CUDA Pro Tip: nvprof is Your Handy Universal GPU Profiler

Hi, I see different profilers. The visual profiler, nvprof and nsight. Maybe I am wrong though... I also want to access the performance counters. Which one is suitable for that? What I think is that nvprof is the core and others are some frontends (giu) for that. Am I right?

Hi Mark, I am using as reference your example: nvprof --analysis-metrics -o nbody-analysis.nvprof ./nbody --benchmark -numdevices=2 -i=1, but nvvp is showing only the section "1. CUDA Application Analysis". How can I get the rest of the analysis, sections from 2 to 6?

Hi Mark, My name is Kristoffer. I've been trying to actually re-create nvprof for my own purposes, but I cannot understand how this has been done, and not getting any pointers on the forums..:

https://devtalk.nvidia.com/...

How is it possible to create an executable, that launches another executable, at the same time collecting performance counters on behalf of that process?

Hi,
I ran "nvprof --metric <some_metrics> -o output.%h.%p <cmd>" in linux. When finished, I tried to open the output file in windows. However, when I open the file, it goes to create new session! I have to say, when I do the same steps in linux, the visual profiler opens the file and I can see the data.

Any idea?

Thanks so much Mark. I always find your posts very helpful.

I have a python program (training the neural network). I used "nvprof --export-profile timeline.prof python xxxx.py" to generate the "timeline" that can be imported to the Visual Profiler. And I also used "nvidia-smi --query-gpu=fan.speed,temperature.gpu,power.draw,memory.used,utilization.gpu --format=csv,nounits --id=2 --loop-ms=2 --filename=xxxx.csv" to collect the status of the GPU during the execution of xxxx.py. But when I import the timeline into the Visual profiler, the duration of the xxxx.py (20s) is different with the actual execution time. Does nvprof will affect the execution time of the xxxx.py?

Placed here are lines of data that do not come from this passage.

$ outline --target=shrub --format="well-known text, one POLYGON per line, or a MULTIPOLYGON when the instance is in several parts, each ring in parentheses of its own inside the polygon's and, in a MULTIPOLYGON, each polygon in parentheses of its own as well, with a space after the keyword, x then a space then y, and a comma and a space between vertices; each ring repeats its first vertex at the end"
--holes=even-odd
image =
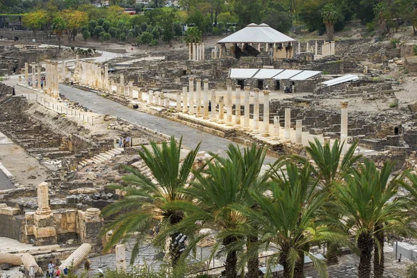
POLYGON ((398 44, 398 43, 400 43, 400 40, 398 39, 392 39, 389 41, 389 44, 391 44, 392 48, 397 47, 397 44, 398 44))

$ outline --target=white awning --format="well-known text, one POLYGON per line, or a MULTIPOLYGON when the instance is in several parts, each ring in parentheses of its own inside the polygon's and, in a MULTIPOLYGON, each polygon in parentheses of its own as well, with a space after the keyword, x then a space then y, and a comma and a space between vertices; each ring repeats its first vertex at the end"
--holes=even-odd
POLYGON ((233 79, 306 80, 321 74, 315 70, 279 70, 279 69, 231 69, 229 77, 233 79))
POLYGON ((257 25, 254 23, 219 40, 218 43, 279 43, 294 42, 295 40, 271 28, 263 23, 257 25))
POLYGON ((341 84, 346 82, 356 82, 359 80, 357 75, 346 74, 341 77, 335 78, 334 79, 328 80, 325 82, 322 82, 322 84, 325 85, 327 87, 333 86, 334 85, 341 84))

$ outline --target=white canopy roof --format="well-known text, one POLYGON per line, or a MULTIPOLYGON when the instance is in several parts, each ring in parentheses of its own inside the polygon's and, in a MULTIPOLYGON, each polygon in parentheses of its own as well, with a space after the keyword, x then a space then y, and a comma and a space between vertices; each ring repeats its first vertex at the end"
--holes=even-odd
POLYGON ((258 25, 252 23, 244 28, 219 40, 218 43, 279 43, 293 42, 295 40, 288 35, 270 27, 268 24, 263 23, 258 25))
POLYGON ((316 70, 279 70, 279 69, 231 69, 229 77, 233 79, 306 80, 321 74, 316 70))
POLYGON ((334 79, 331 79, 325 82, 322 82, 322 84, 325 84, 326 87, 330 87, 334 85, 338 85, 345 82, 356 82, 359 80, 359 78, 357 75, 346 74, 341 77, 335 78, 334 79))

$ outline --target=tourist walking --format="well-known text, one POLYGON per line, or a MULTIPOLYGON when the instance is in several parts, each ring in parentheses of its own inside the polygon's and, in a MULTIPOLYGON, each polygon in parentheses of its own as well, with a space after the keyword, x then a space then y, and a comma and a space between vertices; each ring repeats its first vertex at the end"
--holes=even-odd
POLYGON ((48 272, 49 272, 49 277, 54 277, 54 273, 55 272, 55 264, 52 261, 49 261, 49 264, 48 265, 48 272))

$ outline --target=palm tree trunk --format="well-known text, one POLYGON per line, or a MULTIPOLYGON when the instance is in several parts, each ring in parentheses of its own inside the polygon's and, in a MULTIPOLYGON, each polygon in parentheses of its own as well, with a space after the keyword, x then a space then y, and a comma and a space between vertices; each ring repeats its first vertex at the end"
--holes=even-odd
POLYGON ((334 244, 329 243, 327 245, 326 259, 328 265, 335 265, 338 263, 338 259, 337 257, 337 246, 334 244))
POLYGON ((374 277, 382 278, 384 275, 384 225, 375 225, 374 246, 374 277))
MULTIPOLYGON (((258 242, 258 238, 256 236, 248 237, 247 249, 256 248, 254 247, 258 242)), ((247 277, 258 278, 259 277, 259 259, 258 259, 258 252, 250 251, 251 256, 247 259, 247 277)))
POLYGON ((358 248, 361 251, 359 259, 359 277, 369 278, 370 277, 370 259, 373 249, 373 240, 370 235, 361 233, 357 242, 358 248))

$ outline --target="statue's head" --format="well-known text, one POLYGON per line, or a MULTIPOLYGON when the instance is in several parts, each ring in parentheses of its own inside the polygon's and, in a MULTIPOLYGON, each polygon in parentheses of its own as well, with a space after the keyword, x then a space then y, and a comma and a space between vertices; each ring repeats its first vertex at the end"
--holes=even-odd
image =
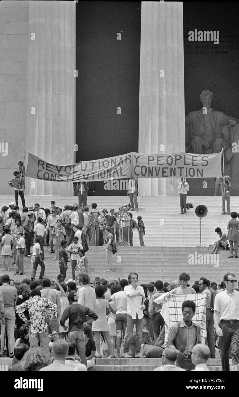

Yes, enabling profiling does have an impact on kernel execution time, due to the instrumentation of the kernel the profiler must do. The magnitude of the impact depends on what settings (e.g. whether you are just collecting timeline vs. kernel metrics) you have enabled.

Is there any way to collect the power consumption data of GPU that coordinates to the collected timeline? In current stage, I can only collect the power data and the timeline (or metrics) respectively.

This is a few years old but it may be helpful: https://devblogs.nvidia.com...

I have tried to collect the power of GPU via "nvprof --system-profiling on --export-profile timeline.prof python xxxx.py". And actually, the power data has been collected. I realized two problems:
1. I have ran "nvprof --system-profiling ......python xxxx.py" and "python xxxx.py" on the same GPU, respectively. Concurrently, I have also collected the power of GPU for the two cases via "nvidia-smi". I found that the execution time, GPU power, and GPU utilization are totally different as shown below. What is the reason?
* power and utilization curves of "python xxxx/py"
https://uploads.disquscdn.c...
* power and utilization curves of "nvprof --system-profiling ... python xxxx.py"
https://uploads.disquscdn.c...

2. Based on the generated timeline.prof (with power, utilization, etc.), I import the timeline into visual profiler as shown below. The average, min, and max power during the duration are collected. However, I cannot export all "1243" samples of the power consumption. Is there any way for exporting all the samples?
https://uploads.disquscdn.c...

I am trying to profile a file and it is only showing the CUDA memcpy DtoH in the kernels. None other kernels are mentioned, what could be the reason for this? How do I resolve this?

Are you sure there are actually kernels running? If not, that would explain why there are none in the profile. Often this is a sign that you aren't properly checking for errors.

Yes, I accidentally exceeded the memory, which I later realized. Thank you.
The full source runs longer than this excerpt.